The basic runtime attributes required for all runtime types are detailed in Creating Runtime Templates; the settings available for this runtime type are detailed below.
Instance type and options
The GCP Dataproc Cluster runtime type enables several fields related to the master and worker instance types required for the runtime. The various machine families and machine types can be reviewed in Google's Support Machine Types article.
Here's a brief description of each field of the GCP DataProc Cluster:
- Cluster Base Name: A unique identifier for the GCP DataProc Cluster, aiding in easy management and identification.
- Cluster Release Label: Specifies the version of the DataProc software to use, ensuring compatibility and access to specific features. (Selected 2.1 by default)
- Cluster Network Tags: Network tags are assigned to the cluster for network firewall rules and traffic control within GCP.
- Runtime Max Uptime: Sets the maximum duration the cluster can remain active before automatically shutting down. (Selected 12 by default)
- Runtime Max Uptime Unit: Defines the time unit (minutes, hours, days) for the 'Runtime Max Uptime' setting. (Selected 'hours' by default)
- Terminate on Completion (Toggle): When enabled, the cluster will automatically terminate once the job or notebook execution is complete.
- Use Private IP (Toggle): Determines whether the cluster nodes communicate using private IP addresses for enhanced security.
-
Enable GPU (Toggle): Enables GPU resources within the cluster. Enabling this option reveals additional fields for GPU configuration.
-
- GPU Count: Defines the number of GPUs to allocate when GPU is enabled.
-
- Zeppelin (Toggle): Enables the Zeppelin notebook for interactive data analytics and visualization.

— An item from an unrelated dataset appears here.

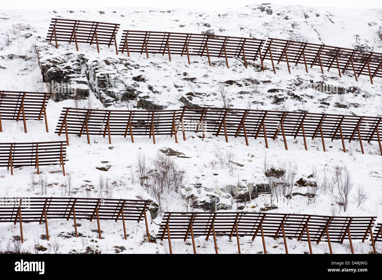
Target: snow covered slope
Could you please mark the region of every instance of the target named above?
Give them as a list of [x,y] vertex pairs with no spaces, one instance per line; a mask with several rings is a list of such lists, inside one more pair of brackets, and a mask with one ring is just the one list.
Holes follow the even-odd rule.
[[[105,8],[84,11],[2,11],[0,37],[6,38],[8,33],[11,42],[8,46],[2,39],[0,42],[0,90],[46,91],[43,79],[48,77],[47,69],[70,70],[74,67],[77,70],[69,73],[74,75],[65,81],[74,81],[83,85],[83,94],[88,94],[89,96],[77,102],[70,96],[59,102],[50,101],[47,108],[49,133],[45,132],[43,120],[27,121],[28,133],[26,134],[22,122],[3,121],[3,132],[0,133],[0,142],[64,140],[64,136],[53,133],[64,107],[103,109],[107,106],[108,109],[127,107],[130,109],[160,106],[173,109],[188,104],[220,107],[223,102],[216,89],[220,82],[225,86],[233,108],[305,110],[361,115],[382,114],[380,79],[376,78],[372,85],[367,77],[360,77],[357,83],[353,77],[344,75],[339,78],[334,69],[330,72],[325,70],[323,75],[318,69],[314,68],[307,74],[301,65],[292,66],[290,75],[282,62],[277,66],[277,74],[275,75],[269,70],[271,65],[269,61],[265,61],[267,70],[264,72],[259,71],[259,61],[254,62],[246,69],[241,61],[235,58],[228,59],[229,69],[223,58],[212,58],[213,66],[210,67],[206,58],[192,57],[192,63],[189,66],[186,58],[176,56],[173,56],[169,62],[165,56],[160,54],[151,54],[149,59],[136,54],[129,58],[125,54],[117,55],[113,46],[110,48],[101,47],[99,54],[96,46],[84,44],[79,45],[78,52],[74,44],[60,44],[56,50],[53,44],[45,41],[52,18],[120,23],[118,42],[123,29],[208,31],[216,35],[264,39],[272,37],[344,47],[367,48],[382,52],[381,14],[382,9],[360,10],[274,5],[213,11],[160,11],[148,8],[139,11]],[[40,66],[43,68],[42,74]],[[317,82],[338,87],[341,91],[345,89],[348,92],[338,94],[313,90],[312,83]],[[124,100],[123,94],[126,92],[131,95]],[[180,139],[180,134],[179,133]],[[240,137],[229,137],[228,142],[226,143],[224,136],[207,135],[202,139],[200,133],[188,132],[186,141],[181,140],[176,144],[173,138],[159,136],[156,138],[155,145],[151,139],[143,136],[134,137],[134,143],[128,138],[115,136],[112,137],[111,145],[107,138],[91,137],[92,144],[88,145],[85,138],[70,136],[65,171],[70,175],[71,182],[68,181],[69,176],[64,178],[56,172],[60,170],[58,166],[40,168],[41,174],[34,174],[33,179],[34,175],[31,174],[36,170],[32,167],[15,169],[13,176],[6,168],[1,168],[0,195],[102,195],[153,199],[158,205],[151,213],[153,219],[150,229],[153,236],[157,231],[156,224],[161,219],[160,215],[167,211],[232,209],[258,211],[270,209],[268,211],[282,213],[377,216],[378,221],[382,221],[382,157],[379,155],[379,147],[376,143],[363,143],[365,154],[362,155],[359,142],[356,140],[345,143],[349,150],[345,154],[338,141],[327,141],[328,151],[324,153],[318,139],[308,140],[308,150],[305,151],[302,139],[288,138],[289,150],[286,151],[280,137],[274,141],[269,139],[269,149],[266,149],[264,139],[260,138],[250,139],[247,147],[245,140]],[[165,155],[163,152],[170,155],[176,154],[170,149],[184,154],[178,154],[182,157],[170,156],[170,161],[174,163],[172,166],[175,166],[172,172],[176,177],[180,174],[183,178],[179,189],[167,189],[163,194],[158,194],[153,170],[155,167],[157,169],[158,161]],[[229,158],[244,166],[229,162],[226,164],[222,155],[226,162]],[[139,159],[142,159],[144,155],[147,165],[144,172]],[[281,172],[282,176],[278,178],[267,177],[266,173],[269,174],[267,171],[272,168],[283,171]],[[150,170],[151,172],[148,172]],[[345,212],[336,182],[338,180],[335,171],[338,174],[338,170],[343,174],[338,178],[343,181],[345,180],[343,174],[348,171],[353,184]],[[42,190],[39,178],[47,182],[46,193]],[[32,181],[37,182],[35,184]],[[100,189],[100,185],[107,182],[111,186],[105,192]],[[278,186],[284,186],[286,190],[277,187],[270,190],[270,194],[268,193],[275,182]],[[360,192],[364,193],[365,196],[359,205]],[[290,193],[290,196],[286,196],[286,194]],[[157,211],[159,214],[155,216]],[[97,239],[97,233],[91,230],[96,228],[94,221],[79,222],[82,225],[79,230],[84,236],[76,239],[70,234],[74,230],[71,223],[49,221],[51,240],[61,242],[58,253],[92,253],[98,250],[103,253],[111,253],[121,251],[114,246],[124,246],[126,250],[123,253],[168,252],[167,242],[163,243],[164,246],[159,243],[143,242],[145,229],[142,225],[128,223],[130,235],[126,242],[122,239],[120,222],[117,224],[102,222],[105,238],[100,240]],[[19,233],[18,225],[2,224],[0,250],[4,251],[10,241],[12,246],[12,236]],[[47,242],[39,238],[45,232],[43,226],[29,223],[25,225],[24,230],[25,250],[34,252],[36,245],[39,244],[48,248],[45,253],[55,251],[53,241]],[[202,239],[197,241],[200,245],[198,251],[213,253],[213,242]],[[266,242],[270,253],[283,252],[280,241],[267,238]],[[253,243],[244,242],[242,251],[261,251],[261,242],[259,240]],[[308,251],[306,243],[295,240],[290,242],[293,245],[291,248],[295,248],[290,250],[290,253]],[[182,240],[173,243],[174,252],[192,252],[192,246]],[[229,242],[228,238],[219,238],[218,245],[222,252],[236,252],[236,244]],[[371,250],[367,242],[354,242],[353,245],[356,253],[367,253]],[[273,248],[274,246],[277,246]],[[382,250],[381,246],[377,244],[379,252]],[[347,246],[333,246],[335,253],[350,251]],[[87,249],[88,247],[90,249]],[[324,243],[314,245],[313,250],[314,253],[328,251]]]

- Jupyter Notebook (Toggle): Enables the Jupyter Notebook for interactive programming and data exploration.
- Master Instance Type: Defines the machine type for the master node of the cluster.
- Worker Instance Type: Defines the machine type for the worker nodes within the cluster.

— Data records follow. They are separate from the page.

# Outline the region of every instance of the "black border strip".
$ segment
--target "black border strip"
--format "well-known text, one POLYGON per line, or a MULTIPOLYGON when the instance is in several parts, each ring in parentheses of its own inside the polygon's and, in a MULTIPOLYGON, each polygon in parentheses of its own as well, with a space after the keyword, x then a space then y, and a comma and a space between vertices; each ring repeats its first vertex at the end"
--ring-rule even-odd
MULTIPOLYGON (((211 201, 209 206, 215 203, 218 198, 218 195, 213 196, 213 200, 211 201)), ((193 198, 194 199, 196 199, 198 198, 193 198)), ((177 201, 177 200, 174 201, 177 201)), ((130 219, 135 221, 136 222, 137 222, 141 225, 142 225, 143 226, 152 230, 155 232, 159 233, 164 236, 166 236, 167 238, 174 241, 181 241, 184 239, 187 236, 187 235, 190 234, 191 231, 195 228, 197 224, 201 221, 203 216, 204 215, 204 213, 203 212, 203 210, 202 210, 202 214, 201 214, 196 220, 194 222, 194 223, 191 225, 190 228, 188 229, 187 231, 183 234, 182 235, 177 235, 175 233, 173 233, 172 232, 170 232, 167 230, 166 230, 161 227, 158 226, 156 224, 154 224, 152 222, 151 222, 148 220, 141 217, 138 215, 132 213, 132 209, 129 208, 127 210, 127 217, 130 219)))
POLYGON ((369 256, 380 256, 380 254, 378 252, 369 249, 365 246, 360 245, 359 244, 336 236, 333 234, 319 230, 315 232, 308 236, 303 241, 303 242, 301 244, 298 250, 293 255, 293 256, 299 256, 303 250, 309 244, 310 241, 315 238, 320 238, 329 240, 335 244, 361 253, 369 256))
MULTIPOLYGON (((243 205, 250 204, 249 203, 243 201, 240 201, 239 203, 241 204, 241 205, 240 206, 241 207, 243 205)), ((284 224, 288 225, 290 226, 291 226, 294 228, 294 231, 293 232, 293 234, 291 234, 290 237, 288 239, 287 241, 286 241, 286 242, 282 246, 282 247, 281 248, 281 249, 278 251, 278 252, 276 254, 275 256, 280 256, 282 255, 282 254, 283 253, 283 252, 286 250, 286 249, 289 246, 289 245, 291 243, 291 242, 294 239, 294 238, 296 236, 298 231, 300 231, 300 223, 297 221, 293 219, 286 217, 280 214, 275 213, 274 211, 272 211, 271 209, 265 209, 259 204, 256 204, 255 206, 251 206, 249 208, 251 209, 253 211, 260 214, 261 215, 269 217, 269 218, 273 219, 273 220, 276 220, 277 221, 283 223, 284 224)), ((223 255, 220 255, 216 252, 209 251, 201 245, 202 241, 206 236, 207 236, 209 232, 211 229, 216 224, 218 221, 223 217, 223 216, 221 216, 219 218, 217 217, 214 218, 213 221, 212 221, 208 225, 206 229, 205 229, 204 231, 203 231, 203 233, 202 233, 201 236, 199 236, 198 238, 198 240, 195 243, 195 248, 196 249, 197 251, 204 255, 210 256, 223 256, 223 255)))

- HDD in GB: Specifies the size of the hard disk drive allocated to each node, defaulting to 500GB.
- Worker Instance Count: Determines the number of worker nodes to be included in the cluster.
-
Idle Time Deletion Interval in Secs: Sets the period of inactivity after which idle nodes are automatically deleted.
-
Cluster Mode: Defines the mode for cluster deployment:
- High Availability: Ensures continuous availability with multiple master nodes.

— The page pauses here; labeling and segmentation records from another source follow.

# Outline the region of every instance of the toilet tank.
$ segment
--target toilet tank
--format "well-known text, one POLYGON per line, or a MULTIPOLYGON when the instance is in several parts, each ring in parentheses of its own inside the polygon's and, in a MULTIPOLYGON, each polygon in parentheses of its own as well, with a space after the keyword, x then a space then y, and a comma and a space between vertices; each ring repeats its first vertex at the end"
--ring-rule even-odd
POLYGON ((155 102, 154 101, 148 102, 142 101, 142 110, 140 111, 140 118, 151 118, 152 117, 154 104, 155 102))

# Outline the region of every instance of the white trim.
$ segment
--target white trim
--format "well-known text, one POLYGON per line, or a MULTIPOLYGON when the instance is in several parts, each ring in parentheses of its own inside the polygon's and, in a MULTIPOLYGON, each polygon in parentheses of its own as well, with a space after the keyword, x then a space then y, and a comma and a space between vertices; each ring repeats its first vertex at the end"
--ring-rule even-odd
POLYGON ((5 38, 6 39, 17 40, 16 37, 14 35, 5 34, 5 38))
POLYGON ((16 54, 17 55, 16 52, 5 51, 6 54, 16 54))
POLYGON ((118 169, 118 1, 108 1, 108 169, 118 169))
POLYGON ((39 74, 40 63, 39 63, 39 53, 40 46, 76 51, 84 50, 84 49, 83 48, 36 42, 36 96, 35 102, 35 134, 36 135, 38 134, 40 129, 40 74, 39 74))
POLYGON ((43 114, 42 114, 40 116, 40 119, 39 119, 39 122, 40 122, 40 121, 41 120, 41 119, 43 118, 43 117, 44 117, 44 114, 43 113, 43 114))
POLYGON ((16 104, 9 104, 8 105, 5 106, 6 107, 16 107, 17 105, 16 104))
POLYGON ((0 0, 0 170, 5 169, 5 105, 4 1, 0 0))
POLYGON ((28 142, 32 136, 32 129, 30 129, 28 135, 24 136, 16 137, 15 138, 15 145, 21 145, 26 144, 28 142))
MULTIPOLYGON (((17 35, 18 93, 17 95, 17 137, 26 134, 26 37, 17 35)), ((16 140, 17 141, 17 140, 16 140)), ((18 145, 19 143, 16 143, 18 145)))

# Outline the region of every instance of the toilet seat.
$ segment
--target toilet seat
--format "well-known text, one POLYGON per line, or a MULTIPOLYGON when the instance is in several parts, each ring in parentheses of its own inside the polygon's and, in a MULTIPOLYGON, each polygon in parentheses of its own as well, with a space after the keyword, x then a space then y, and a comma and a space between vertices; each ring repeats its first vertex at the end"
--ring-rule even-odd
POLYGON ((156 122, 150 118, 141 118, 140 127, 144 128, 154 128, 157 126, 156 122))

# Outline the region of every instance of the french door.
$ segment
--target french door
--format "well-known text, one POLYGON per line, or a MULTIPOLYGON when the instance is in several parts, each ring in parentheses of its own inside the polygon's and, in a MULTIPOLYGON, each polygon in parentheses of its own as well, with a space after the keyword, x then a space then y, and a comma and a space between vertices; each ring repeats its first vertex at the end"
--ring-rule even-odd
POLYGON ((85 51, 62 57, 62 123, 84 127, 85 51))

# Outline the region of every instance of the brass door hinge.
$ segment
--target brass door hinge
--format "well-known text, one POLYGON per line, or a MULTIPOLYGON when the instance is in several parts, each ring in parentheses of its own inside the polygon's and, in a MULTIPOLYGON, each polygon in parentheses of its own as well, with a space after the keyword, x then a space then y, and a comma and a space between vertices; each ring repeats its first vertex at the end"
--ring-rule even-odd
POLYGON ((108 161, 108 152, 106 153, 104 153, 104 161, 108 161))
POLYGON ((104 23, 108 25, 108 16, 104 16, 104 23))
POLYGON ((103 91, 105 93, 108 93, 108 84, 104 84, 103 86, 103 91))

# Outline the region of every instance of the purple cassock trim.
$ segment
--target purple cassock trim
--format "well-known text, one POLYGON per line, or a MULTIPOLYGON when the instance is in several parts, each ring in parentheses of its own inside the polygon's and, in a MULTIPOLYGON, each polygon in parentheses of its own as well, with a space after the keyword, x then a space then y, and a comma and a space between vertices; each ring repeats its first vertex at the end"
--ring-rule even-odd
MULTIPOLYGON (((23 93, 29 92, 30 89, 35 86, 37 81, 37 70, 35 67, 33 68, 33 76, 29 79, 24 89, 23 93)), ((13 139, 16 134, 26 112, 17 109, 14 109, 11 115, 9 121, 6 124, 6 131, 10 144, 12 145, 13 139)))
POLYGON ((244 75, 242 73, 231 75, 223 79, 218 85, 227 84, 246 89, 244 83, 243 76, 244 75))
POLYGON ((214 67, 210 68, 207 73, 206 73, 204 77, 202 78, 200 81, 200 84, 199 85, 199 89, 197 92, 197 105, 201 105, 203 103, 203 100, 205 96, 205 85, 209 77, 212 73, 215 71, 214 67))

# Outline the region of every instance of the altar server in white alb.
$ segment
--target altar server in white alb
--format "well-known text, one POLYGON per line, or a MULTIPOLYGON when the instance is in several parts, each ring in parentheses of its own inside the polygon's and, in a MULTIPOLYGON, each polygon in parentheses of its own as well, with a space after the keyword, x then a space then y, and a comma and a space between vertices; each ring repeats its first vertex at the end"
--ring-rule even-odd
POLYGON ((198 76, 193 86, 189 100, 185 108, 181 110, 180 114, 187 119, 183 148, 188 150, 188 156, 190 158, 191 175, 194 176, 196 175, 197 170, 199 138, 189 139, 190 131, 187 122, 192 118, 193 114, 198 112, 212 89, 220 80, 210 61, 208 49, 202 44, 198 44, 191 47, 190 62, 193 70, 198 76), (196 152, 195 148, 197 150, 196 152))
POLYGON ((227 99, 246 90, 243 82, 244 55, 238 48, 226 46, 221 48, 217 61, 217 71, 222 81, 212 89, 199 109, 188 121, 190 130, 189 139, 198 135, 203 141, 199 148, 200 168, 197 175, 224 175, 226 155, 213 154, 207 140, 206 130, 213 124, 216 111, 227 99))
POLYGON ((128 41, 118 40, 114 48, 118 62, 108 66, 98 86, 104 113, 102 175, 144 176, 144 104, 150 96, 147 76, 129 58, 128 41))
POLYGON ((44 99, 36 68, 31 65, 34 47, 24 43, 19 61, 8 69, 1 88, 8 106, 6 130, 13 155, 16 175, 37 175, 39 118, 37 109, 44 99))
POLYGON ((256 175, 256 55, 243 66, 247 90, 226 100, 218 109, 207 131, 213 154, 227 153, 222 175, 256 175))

- Single: Single master node deployment.
- Standard: Basic deployment with a single master node.
-
Enable Autoscale: Automatically adjusts the number of worker nodes based on workload demand.
- Min Node Count: Defines the minimum number of worker nodes when Autoscale is enabled.
- Max Node Count: Defines the maximum number of worker nodes when Autoscale is enabled.
-
Deploy Mode (client/cluster): Determines the deployment mode for the cluster:
- Client Mode: The driver runs on a client machine outside the cluster.
- Cluster Mode: The driver runs on a cluster node for optimized resource usage.
Configuration options
There are also Spark configurations available. Key settings related to the number of cores and memory are defaulted but can be adjusted as needed. Other values available for configuration are detailed in the Apache Spark documentation on Spark Configuration.